Ma è proprio in merito alla trasposizione letteraria che La luce sugli oceani (The Light Between Oceans) risulta fallimentare. Cianfrance, nonostante le due ore abbondanti di pellicola, non riesce a gestire tutti gli elementi introdotti e questo lo porta inesorabilmente a rimanere come un faro spento sulle tensioni emotive, le tragedie morali, l’inevitabilità delle scelte e l’inesorabilità del destino che guidano i protagonisti nelle loro azioni. Ed è questo distacco, questa mancata esplosione emotiva, che rende il film fallimentare nel suo intento: scuotere l’animo dello spettatore.

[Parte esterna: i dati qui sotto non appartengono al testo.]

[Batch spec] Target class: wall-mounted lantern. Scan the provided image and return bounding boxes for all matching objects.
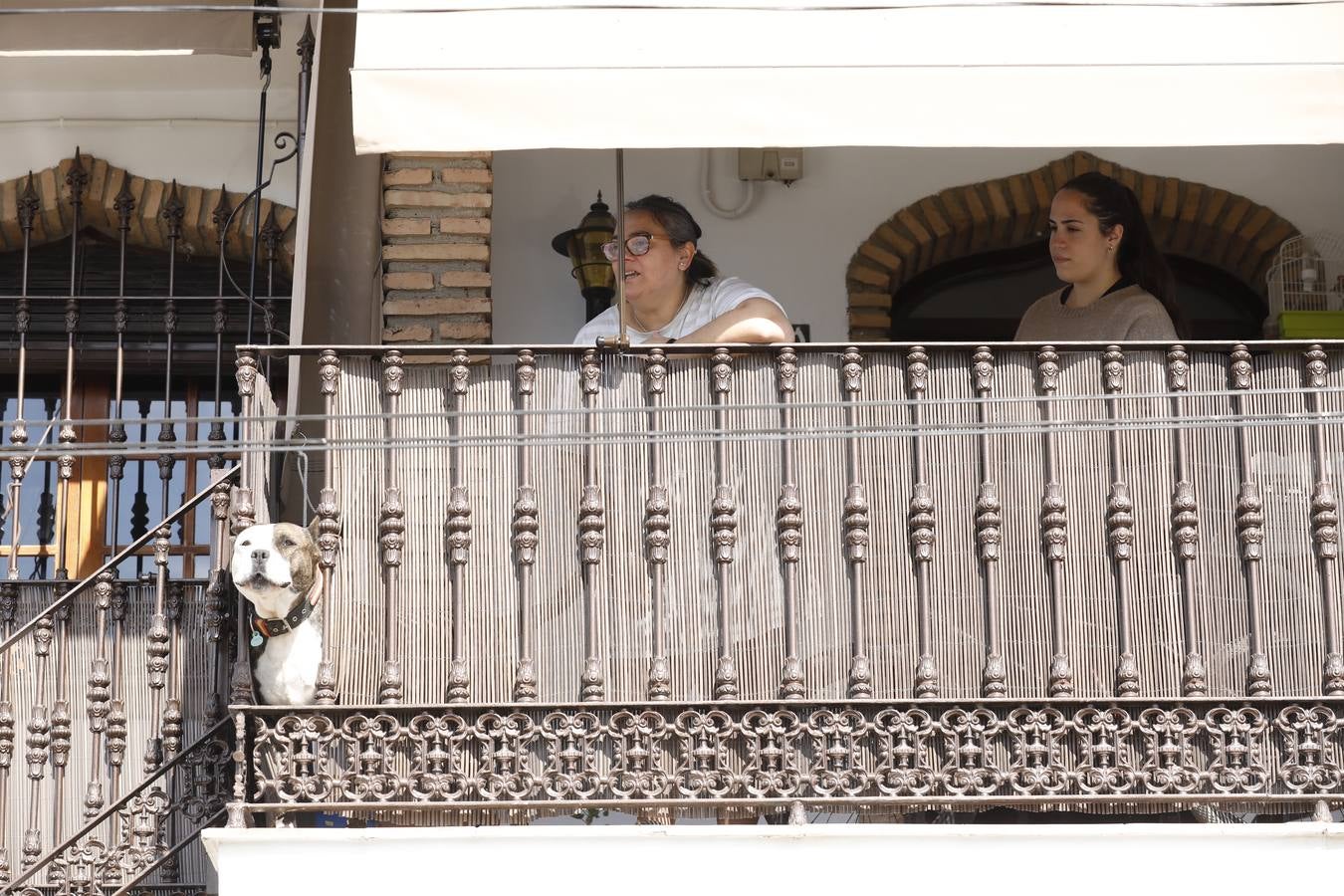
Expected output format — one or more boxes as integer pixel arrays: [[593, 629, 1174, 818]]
[[552, 191, 615, 320]]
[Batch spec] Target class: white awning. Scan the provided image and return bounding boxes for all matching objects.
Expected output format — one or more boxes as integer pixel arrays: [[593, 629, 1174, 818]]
[[352, 0, 1344, 153]]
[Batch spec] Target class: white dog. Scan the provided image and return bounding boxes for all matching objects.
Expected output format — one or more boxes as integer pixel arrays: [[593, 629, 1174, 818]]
[[229, 523, 323, 705]]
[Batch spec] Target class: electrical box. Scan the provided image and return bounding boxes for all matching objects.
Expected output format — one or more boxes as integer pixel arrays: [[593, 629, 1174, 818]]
[[738, 149, 802, 184]]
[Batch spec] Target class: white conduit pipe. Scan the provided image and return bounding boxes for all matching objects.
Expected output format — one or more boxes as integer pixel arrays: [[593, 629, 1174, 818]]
[[700, 149, 756, 219]]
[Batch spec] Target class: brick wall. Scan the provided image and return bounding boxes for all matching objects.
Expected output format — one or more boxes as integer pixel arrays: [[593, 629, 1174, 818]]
[[383, 151, 493, 342]]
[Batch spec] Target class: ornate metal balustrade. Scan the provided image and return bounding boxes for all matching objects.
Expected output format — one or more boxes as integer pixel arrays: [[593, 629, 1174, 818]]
[[12, 719, 234, 896], [234, 343, 1344, 822], [234, 700, 1344, 823]]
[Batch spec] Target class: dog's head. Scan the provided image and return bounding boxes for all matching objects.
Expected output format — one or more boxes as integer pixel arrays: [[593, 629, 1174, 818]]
[[229, 522, 319, 618]]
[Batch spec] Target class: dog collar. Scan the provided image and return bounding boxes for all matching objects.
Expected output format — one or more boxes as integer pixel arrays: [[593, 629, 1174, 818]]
[[251, 579, 322, 647]]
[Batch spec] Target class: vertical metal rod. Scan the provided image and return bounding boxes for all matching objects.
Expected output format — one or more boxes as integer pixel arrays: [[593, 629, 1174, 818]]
[[246, 42, 270, 345], [0, 580, 19, 887], [5, 170, 41, 580], [1167, 345, 1209, 697], [512, 347, 538, 703], [0, 170, 42, 868], [314, 347, 343, 705], [22, 615, 54, 870], [206, 184, 232, 472], [162, 581, 187, 759], [775, 345, 807, 700], [83, 570, 112, 820], [710, 347, 740, 700], [206, 475, 231, 730], [158, 180, 185, 543], [108, 579, 126, 802], [377, 349, 406, 704], [108, 174, 134, 566], [145, 526, 172, 776], [578, 349, 606, 701], [1101, 345, 1138, 697], [1229, 343, 1272, 697], [840, 346, 872, 697], [448, 347, 472, 703], [1036, 345, 1074, 697], [261, 204, 281, 383], [295, 16, 318, 207], [1302, 345, 1344, 697], [906, 345, 940, 697], [229, 352, 265, 709], [972, 345, 1008, 697], [615, 149, 629, 345], [51, 146, 89, 841], [644, 347, 672, 700]]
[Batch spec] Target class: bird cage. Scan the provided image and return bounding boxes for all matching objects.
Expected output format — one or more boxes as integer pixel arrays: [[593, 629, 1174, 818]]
[[1267, 231, 1344, 318]]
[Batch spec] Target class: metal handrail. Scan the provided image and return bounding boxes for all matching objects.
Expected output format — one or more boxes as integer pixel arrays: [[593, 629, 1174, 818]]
[[0, 464, 242, 654]]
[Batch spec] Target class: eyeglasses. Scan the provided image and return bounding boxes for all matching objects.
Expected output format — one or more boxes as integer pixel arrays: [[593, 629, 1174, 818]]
[[602, 234, 672, 262]]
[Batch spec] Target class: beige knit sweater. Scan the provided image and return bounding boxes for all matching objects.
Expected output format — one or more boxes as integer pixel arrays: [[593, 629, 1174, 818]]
[[1013, 285, 1176, 342]]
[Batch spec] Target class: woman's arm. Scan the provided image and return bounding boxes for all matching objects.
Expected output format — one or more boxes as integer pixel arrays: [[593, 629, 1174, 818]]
[[648, 299, 793, 342]]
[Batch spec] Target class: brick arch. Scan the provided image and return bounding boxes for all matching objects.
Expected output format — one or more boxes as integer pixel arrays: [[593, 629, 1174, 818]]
[[845, 151, 1298, 341], [0, 153, 296, 277]]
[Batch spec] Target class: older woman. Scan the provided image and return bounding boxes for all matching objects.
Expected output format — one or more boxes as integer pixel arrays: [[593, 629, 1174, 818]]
[[573, 196, 793, 345]]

In questa palude narrativa, per mancanza di direzione registica, si perdono le prove dei due protagonisti: Michael Fassbender ingabbiato dal silenzio e da un ruolo privo di sfumature, e Alicia Vikander al contrario un tantino sopra le righe, impegnati in un’intimità coniugale ingessata e priva di naturalezza. Brava invece Rachel Weisz, l’unica in grado di dare corpo reale ai sentimenti espressi.
scritto da Vanessa Forte.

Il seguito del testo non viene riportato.